David Schwartz, technical lead at Polygon Hermez, told Blockworks in an email that the code is a work in progress. Commented code sections in the project’s GitHub are not currently operative.
“We are not hiding anything, not in the docs or the code,” Schwartz said. “Competitors like Starkware or zkSync are not open-sourcing their [zero-knowledge] networks at all.”
Starkware, the company behind StarkNet, a zero-knowledge rollup with an open-source prover, emphasized zkEVM technology is not a simple matter.
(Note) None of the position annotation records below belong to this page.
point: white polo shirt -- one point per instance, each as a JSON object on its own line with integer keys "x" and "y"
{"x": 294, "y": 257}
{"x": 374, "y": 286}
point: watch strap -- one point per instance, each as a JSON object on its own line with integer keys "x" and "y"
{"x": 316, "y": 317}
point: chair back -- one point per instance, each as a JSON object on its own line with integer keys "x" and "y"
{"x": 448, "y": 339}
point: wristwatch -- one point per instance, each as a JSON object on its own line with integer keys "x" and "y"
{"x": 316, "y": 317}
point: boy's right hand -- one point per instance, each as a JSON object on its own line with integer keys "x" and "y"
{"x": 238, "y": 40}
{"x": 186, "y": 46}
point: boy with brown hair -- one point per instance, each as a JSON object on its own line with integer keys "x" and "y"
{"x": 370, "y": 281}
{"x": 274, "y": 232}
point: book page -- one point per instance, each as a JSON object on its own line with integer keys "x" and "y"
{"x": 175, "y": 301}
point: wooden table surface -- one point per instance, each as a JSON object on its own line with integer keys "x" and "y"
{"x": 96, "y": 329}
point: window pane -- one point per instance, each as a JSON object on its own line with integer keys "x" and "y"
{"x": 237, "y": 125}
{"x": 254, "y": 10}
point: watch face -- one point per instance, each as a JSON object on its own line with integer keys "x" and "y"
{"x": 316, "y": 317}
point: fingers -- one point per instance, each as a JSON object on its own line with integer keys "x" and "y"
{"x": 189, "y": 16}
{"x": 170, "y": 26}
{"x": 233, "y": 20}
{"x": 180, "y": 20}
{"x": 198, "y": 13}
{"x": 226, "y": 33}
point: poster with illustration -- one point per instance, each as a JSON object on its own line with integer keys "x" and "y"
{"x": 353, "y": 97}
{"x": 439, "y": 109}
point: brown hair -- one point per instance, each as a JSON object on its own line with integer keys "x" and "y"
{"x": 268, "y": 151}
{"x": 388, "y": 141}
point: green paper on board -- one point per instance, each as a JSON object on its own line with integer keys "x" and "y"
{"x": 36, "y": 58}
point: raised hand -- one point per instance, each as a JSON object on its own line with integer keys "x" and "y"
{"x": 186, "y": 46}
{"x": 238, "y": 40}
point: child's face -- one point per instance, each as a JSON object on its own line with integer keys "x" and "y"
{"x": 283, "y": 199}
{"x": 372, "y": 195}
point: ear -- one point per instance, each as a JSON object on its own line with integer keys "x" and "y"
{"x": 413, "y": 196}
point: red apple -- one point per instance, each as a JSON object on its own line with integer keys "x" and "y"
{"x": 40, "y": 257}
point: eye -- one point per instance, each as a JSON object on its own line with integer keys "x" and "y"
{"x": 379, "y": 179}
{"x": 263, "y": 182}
Building a prover is “a Herculean task in terms of math, engineering and software. We have a team of 100 and have been at it for four years,” Eli Ben-Sasson, the company’s president, told Blockworks in a phone call from EthCC.
Even assuming zkEVMs do have functioning provers, making the prover code public would move layer-2s closer to blockchain’s decentralized ideal.
“If the provider is open-source, then you could verify what’s being done with funds,” Dan Yanev, chief product officer at the layer-2 money market protocol Rhino.fi, told Blockworks.
“These companies are pressured to have something in the hands of users,” Yanev said of layer-2s.
Still, Yanev called Polygon’s open source prover a “big step” for zkEVMs and remains optimistic that layer-2 networks will decentralize as the technology matures.
On the other hand, Goldfeder, whose company runs on optimistic rollups, believes the high cost of zero-knowledge proofs will prohibit zkEVMs from being financially sustainable in the long run.
“Scaling needs to come from scaling solutions, not from [venture capital] funding,” Goldfeder said.
Scroll and zkSync did not immediately return requests for comment.